3. Isothermal Compression
   The cylinder is now removed from the insulating stand and is placed on the heat sink at a temperature T₂. The gas is compressed slowly so that as the heat is developed in the gas, it easily flows to the sink through the conducting base of the cylinder at constant temperature T₂ of the gas. This process is isothermal and is represented by the isothermal curve CD. Let Q₂ be the amount of heat energy rejected to the sink and W₃ be the work done on the working substance during isothermal compression from a state C(P₃, V₃) to D(P₄, V₄). So,
   \begin{align*} Q_2 = W_3 = - \int _{V_4}^{V_3} P\: dV \\ \end{align*}The negative sign shows the isothermal compression \begin{align*}\therefore Q_2 = W_3 = \int _{V_3}^{V_4} R\: dV \\ &= nRT_2 \int _{V_3}^{V_4} \frac {dV}{V} \\ &= nRT_2 \log_e \frac {V_3}{V_4} \dots (iii) \\ &= \text {Area} \: CHFDC \\ \end{align*}
4. Adiabatic Compression
   The cylinder is again transferred to the insulating stand and the piston is moved downwards so that the working substance is compressed adiabatically along DA to its initial pressure P1 and the volume V₁. As the working substance is insulated from all sides, heat produced raises the temperature of the gas to T₁. Let W₄ be the amount of work done on the working substance in compressing it adiabatically from a state D (P₄, V₄) to A (P₁, V₁). So,
   \begin{align*} W_4 &= -\int _{v_1}^{v_4} P dV \\ &= \frac {nR(T_1 – T_2) }{(\gamma -1)} \dots (iv) \\ \end{align*}
   This is represented by the area DFEAD in PV-diagram.
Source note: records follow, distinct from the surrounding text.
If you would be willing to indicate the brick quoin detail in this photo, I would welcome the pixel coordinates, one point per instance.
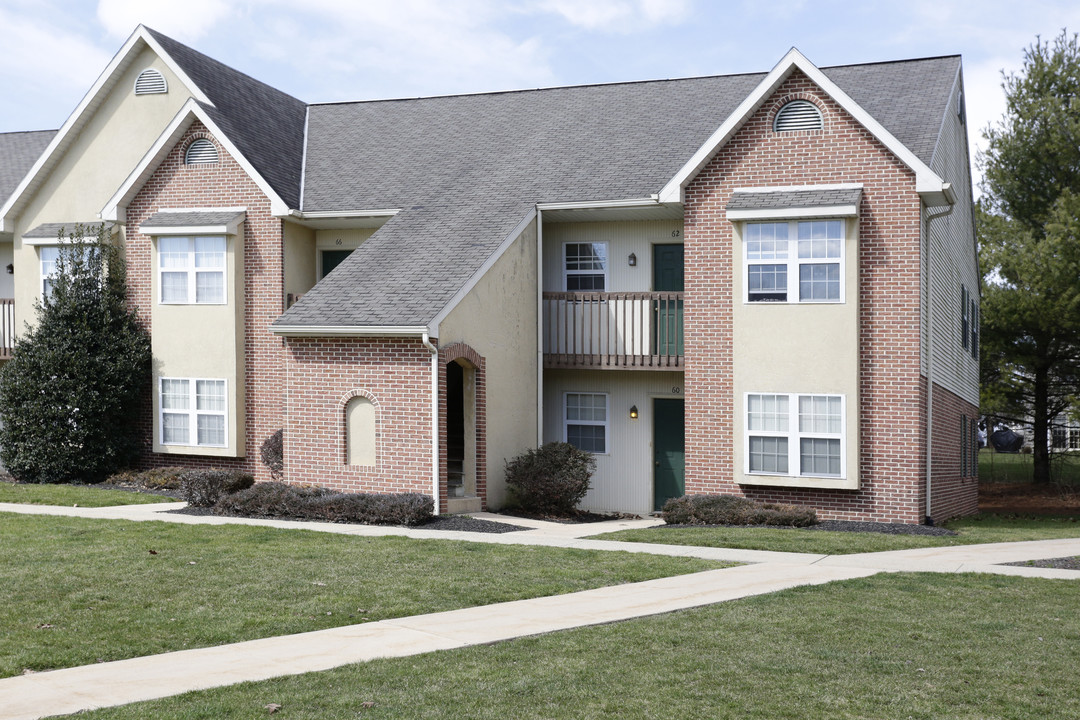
(342, 410)
(892, 420)
(450, 353)
(323, 374)
(224, 184)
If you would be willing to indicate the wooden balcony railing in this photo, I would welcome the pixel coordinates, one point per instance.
(616, 330)
(7, 327)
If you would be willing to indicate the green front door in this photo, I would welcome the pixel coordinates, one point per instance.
(667, 314)
(669, 435)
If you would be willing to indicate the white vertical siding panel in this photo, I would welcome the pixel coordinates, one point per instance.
(953, 262)
(623, 479)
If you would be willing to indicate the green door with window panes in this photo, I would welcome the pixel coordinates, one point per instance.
(667, 313)
(333, 259)
(669, 437)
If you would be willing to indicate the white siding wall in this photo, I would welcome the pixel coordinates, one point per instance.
(953, 262)
(623, 479)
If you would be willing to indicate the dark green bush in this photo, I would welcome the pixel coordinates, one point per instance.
(72, 392)
(156, 478)
(202, 488)
(272, 453)
(732, 510)
(552, 478)
(306, 503)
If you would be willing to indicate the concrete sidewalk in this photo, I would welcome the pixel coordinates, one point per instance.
(61, 692)
(120, 682)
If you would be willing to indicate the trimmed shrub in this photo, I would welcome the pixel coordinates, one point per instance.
(732, 510)
(202, 488)
(308, 503)
(156, 478)
(552, 478)
(272, 453)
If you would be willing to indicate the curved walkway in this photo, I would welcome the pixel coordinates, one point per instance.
(104, 684)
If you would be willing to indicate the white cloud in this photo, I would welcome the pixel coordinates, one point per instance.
(184, 19)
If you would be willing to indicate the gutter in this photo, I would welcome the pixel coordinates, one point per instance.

Work done by the engine per cycle
In steps 1 and 2, total work done by the gas = W₁ + W₂

In steps 3 and 4, total work done on the gas = W₃ + W₄

\(\therefore\) Net work done by the gas in one complete cycle,\begin{align*}\: W = W_1 + W_2 + (-W_3) + (-W_4) \\ \text {From equations} \: (ii) \text {and} \: (iv), \text {we have} \\ W_2 &= W_4 \\ \therefore W = W_1 – W_3 \\ \text {or,} \: W &= Q_1 – Q_2 \dots (v) \\ \end{align*}So, the net work done by the engine is one complete cycle is \begin{align*}W = \text {Area} \: ABGEA + \text {Area} \: BCHGB - \text {Area} \: CHFDC - \text {Area} \: DFEAD \end{align*}$$= \text {Area} \: ABCDA$$
Hence in Carnot engine, net work done by the gas per cycle is numerically equal to the area of the loop ABCDA representing the cycle.